Companies like the California-based FaceFirst are engineering systems for law enforcement, security (from airports to casinos), and retail use. One platform, Churchix, is designed specifically for tracking church members’ attendance – presumably greatly freeing up God’s schedule.
And as these technologies surge forward and spread outward, there are mounting legal questions about how they’re used, and more importantly, how we consent to that use. One lawsuit underway in Illinois against Facebook (and a similar case in that state against Shutterfly) accuses the service of running afoul of state ‘biometric privacy’ statutes (laws that remain unique to Illinois and Texas).
And federal laws don’t yet address the concerns of facial recognition. This past week, nine groups of privacy advocates walked out of talks with the National Telecommunications & Information Administration, which sought to ‘develop a voluntary, enforceable code of conduct that specifies how the Consumer Privacy Bill of Rights applies to facial recognition technology in the commercial context.’ The group issued a statement on the impasse, complaining that ‘in recent NTIA meetings . . . industry stakeholders were unable to agree on any concrete scenario where companies should employ facial recognition only with a consumer’s permission,’ and that ‘people deserve more protection than they are likely to get in this forum.’
Amid all of this uncertainty and anxiety surrounding the hazards and implications of facial recognition, I’m left with one question: Why do I still think it’s so cool?
If there’s one thing that’s not surprising about the development of advanced facial recognition technology, it’s that we developed advanced facial recognition technology. It’s the most obvious advance of them all, implicit in every past attempt at convenience (the ATM that recognizes you as you stroll up is truly an automated teller) and built into our understanding of how humans will eventually interface with AI.
Maybe I’m just selfish and tech-a-dent. I want the store with my weird jeans size to tell me it has my weird jeans size in stock. I want the robo-concierge to effortlessly consult the virtual nametag of my mug. I’d like to get on a plane faster; for Panera to know about my nut allergy; for my face to be as powerful as my phone.
None of this is to discount the importance of privacy, but part of our resistance to recognition is caught up in our valuation of the face as something greater than mere data. The sensitivity we feel toward pictures of our face (from our dashed-off drivers’ licenses to our highly regulated selfies) is not something we extend to, say, our equally-as-individual fingerprints – their tiny contours may be inscrutable and alien to us, but not to the scanner at the front counter of the gym.

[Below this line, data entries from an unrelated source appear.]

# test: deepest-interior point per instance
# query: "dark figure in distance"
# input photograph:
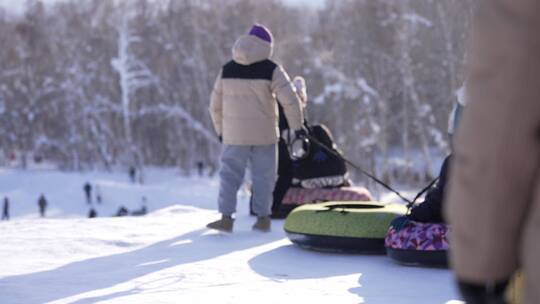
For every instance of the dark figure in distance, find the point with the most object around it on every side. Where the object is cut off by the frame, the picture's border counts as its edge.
(122, 211)
(5, 209)
(132, 173)
(200, 168)
(88, 191)
(92, 213)
(42, 203)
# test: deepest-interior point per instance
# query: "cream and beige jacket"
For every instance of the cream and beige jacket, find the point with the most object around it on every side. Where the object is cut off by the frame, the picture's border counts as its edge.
(243, 104)
(493, 203)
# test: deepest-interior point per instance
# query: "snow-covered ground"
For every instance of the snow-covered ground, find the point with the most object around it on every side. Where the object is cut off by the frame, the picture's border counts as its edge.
(169, 257)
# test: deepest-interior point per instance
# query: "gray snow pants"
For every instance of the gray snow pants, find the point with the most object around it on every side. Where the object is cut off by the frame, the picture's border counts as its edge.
(234, 162)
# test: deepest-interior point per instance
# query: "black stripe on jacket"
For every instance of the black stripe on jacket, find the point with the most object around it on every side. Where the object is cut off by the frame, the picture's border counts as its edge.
(263, 70)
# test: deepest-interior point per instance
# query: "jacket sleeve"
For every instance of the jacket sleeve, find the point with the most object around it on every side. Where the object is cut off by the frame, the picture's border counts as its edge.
(286, 95)
(496, 163)
(216, 105)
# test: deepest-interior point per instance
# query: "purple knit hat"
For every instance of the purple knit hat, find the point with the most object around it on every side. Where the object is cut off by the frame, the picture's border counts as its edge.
(261, 32)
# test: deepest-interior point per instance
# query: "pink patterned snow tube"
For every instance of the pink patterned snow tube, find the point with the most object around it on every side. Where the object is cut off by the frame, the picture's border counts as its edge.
(418, 236)
(298, 196)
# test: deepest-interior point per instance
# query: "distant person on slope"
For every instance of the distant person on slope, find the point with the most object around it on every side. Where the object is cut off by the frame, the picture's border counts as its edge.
(244, 110)
(88, 192)
(5, 209)
(42, 203)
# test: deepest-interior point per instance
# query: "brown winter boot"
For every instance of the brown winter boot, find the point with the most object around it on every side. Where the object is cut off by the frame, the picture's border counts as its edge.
(225, 224)
(262, 224)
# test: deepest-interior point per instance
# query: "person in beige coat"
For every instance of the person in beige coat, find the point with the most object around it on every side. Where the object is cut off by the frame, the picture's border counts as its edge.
(493, 203)
(244, 112)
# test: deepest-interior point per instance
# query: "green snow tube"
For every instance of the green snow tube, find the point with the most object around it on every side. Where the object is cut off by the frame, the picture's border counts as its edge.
(348, 227)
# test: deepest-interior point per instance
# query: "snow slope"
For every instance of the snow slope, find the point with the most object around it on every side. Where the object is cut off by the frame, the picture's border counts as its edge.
(168, 256)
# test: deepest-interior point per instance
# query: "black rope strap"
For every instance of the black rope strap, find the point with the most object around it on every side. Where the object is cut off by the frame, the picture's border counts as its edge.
(373, 177)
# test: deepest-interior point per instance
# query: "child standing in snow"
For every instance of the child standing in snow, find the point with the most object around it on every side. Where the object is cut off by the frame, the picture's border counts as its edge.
(244, 112)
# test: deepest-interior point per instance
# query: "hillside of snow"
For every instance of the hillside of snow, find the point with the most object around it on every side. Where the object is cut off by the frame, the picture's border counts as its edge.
(168, 256)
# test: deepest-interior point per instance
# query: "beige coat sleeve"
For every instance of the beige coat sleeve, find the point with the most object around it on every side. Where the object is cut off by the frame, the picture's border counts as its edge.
(491, 194)
(216, 105)
(286, 95)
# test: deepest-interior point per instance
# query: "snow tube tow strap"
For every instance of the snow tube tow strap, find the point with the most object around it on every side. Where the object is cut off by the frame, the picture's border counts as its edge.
(352, 227)
(418, 244)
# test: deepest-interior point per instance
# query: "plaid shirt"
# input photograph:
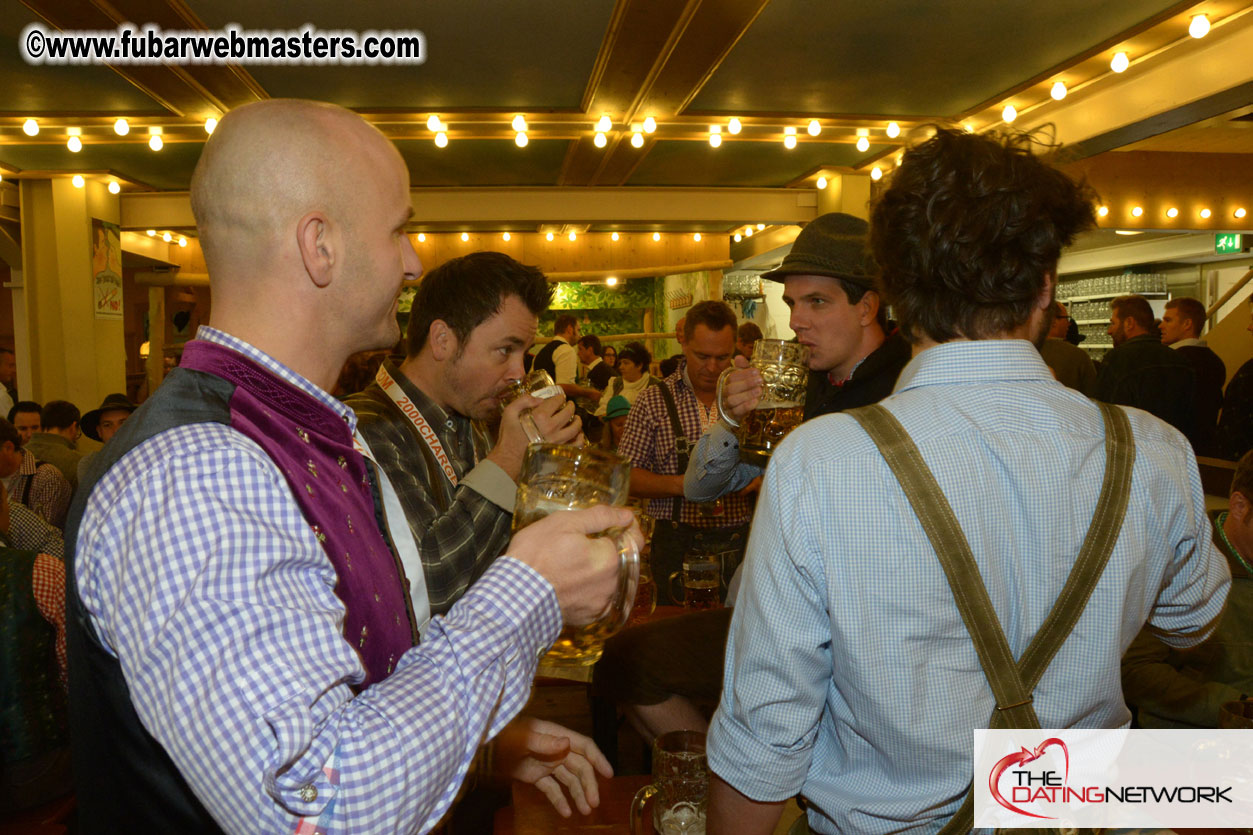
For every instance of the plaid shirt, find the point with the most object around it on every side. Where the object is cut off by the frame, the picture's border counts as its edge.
(41, 488)
(204, 579)
(648, 443)
(459, 530)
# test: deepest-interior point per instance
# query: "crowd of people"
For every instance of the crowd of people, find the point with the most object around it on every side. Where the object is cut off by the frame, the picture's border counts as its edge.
(290, 612)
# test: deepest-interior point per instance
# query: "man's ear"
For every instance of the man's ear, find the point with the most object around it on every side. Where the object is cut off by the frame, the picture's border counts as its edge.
(317, 250)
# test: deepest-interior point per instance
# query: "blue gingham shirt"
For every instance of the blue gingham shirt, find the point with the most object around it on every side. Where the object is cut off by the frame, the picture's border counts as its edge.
(206, 582)
(850, 676)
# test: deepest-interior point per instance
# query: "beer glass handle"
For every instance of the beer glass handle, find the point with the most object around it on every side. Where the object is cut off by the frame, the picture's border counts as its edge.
(637, 809)
(722, 413)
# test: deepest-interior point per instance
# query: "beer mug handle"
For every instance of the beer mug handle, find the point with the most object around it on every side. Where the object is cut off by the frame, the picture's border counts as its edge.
(637, 809)
(722, 413)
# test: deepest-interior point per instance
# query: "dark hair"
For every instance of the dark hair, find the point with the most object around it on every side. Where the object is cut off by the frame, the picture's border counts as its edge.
(563, 322)
(637, 354)
(593, 342)
(9, 433)
(713, 315)
(749, 331)
(59, 414)
(1242, 482)
(25, 406)
(467, 291)
(967, 230)
(1134, 307)
(1190, 310)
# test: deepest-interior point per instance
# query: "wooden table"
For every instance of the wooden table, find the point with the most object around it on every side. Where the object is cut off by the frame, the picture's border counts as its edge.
(531, 814)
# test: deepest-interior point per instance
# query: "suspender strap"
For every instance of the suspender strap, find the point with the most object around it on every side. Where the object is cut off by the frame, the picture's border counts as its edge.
(681, 444)
(1011, 682)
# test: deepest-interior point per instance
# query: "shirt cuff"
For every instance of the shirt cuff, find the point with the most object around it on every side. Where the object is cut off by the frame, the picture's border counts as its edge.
(490, 480)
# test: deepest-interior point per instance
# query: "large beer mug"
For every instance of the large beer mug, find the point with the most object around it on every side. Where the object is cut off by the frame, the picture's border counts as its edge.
(568, 478)
(785, 369)
(681, 786)
(538, 384)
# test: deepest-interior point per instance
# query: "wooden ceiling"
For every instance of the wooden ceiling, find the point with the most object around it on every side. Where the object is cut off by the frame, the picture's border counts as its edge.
(689, 64)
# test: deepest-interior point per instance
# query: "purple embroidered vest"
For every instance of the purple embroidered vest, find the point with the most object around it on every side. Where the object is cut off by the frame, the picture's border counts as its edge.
(312, 446)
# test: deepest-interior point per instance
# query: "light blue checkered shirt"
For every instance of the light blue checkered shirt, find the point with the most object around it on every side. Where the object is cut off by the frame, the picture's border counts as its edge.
(850, 675)
(209, 587)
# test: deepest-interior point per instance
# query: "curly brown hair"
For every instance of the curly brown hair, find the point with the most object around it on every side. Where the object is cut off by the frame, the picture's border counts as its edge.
(967, 230)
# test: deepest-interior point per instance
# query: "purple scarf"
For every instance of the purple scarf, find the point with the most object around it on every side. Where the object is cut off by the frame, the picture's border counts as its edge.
(312, 445)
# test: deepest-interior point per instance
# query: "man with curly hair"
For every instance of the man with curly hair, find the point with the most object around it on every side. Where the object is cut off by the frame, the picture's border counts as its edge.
(887, 535)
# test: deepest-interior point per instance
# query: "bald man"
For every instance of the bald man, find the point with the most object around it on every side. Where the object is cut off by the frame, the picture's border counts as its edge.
(242, 638)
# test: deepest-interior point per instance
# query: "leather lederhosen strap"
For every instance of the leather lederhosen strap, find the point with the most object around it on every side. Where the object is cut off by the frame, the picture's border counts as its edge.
(1011, 681)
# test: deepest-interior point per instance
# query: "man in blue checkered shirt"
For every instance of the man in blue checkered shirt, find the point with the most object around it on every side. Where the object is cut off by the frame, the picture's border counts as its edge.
(850, 675)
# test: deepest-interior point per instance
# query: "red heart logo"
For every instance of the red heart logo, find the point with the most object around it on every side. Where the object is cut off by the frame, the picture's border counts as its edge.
(1023, 757)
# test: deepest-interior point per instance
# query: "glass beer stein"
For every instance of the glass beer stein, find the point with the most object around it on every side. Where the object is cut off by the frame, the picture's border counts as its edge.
(785, 369)
(568, 478)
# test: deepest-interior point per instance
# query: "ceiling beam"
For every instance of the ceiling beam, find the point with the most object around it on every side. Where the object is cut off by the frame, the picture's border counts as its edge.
(485, 207)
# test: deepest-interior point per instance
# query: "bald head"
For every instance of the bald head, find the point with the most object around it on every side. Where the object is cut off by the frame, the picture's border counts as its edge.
(268, 164)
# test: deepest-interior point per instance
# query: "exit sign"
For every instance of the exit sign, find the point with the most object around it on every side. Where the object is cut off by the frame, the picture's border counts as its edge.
(1228, 242)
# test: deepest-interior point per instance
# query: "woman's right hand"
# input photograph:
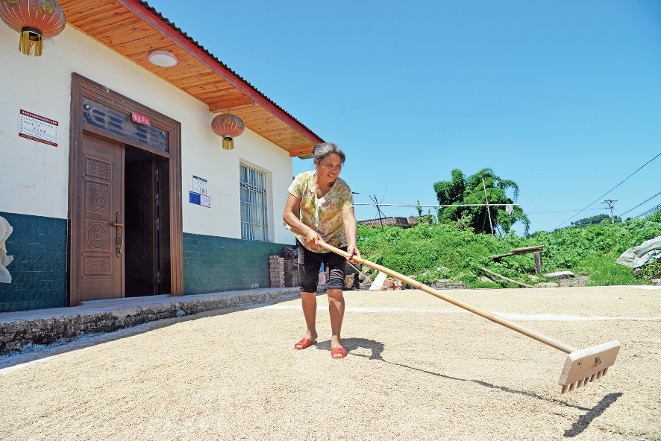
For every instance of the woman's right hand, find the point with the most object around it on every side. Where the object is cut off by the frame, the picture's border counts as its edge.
(314, 239)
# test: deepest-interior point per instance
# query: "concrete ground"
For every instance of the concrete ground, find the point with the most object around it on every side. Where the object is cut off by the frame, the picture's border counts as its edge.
(417, 368)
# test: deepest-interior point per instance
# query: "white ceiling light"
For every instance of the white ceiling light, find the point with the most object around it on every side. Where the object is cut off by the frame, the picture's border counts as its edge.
(163, 59)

For now, when it comes to facial recognition, the matter of comfort is wrapped up in the question of consent; and it’s unclear if that tension will be resolved one affirmative click at a time, or en masse, as part of a cultural shift in how closely we identify with the Internet. Privacy advocates are already coming up with creative ways to dodge the gaze of the mainframe – from donning fashionable scanner-thwarting ‘camouflage’ accessories designed by CV Dazzle, or by varying your appearance enough to blur your ‘faceprint’ (good news, Rachel Dolezal).
But while it satisfies every paranoid impulse within me to resist or recoil from a technology as loaded with potential as it is haunted by dystopian dread, there’s just as much of me inclined to face it: Smile, say ‘cheese,’ and see where all of this can possibly lead. How, without facial recognition, will Rosie my housekeeping robot know who I am when I walk in the door? And what will move her to ask if there’s something troubling me?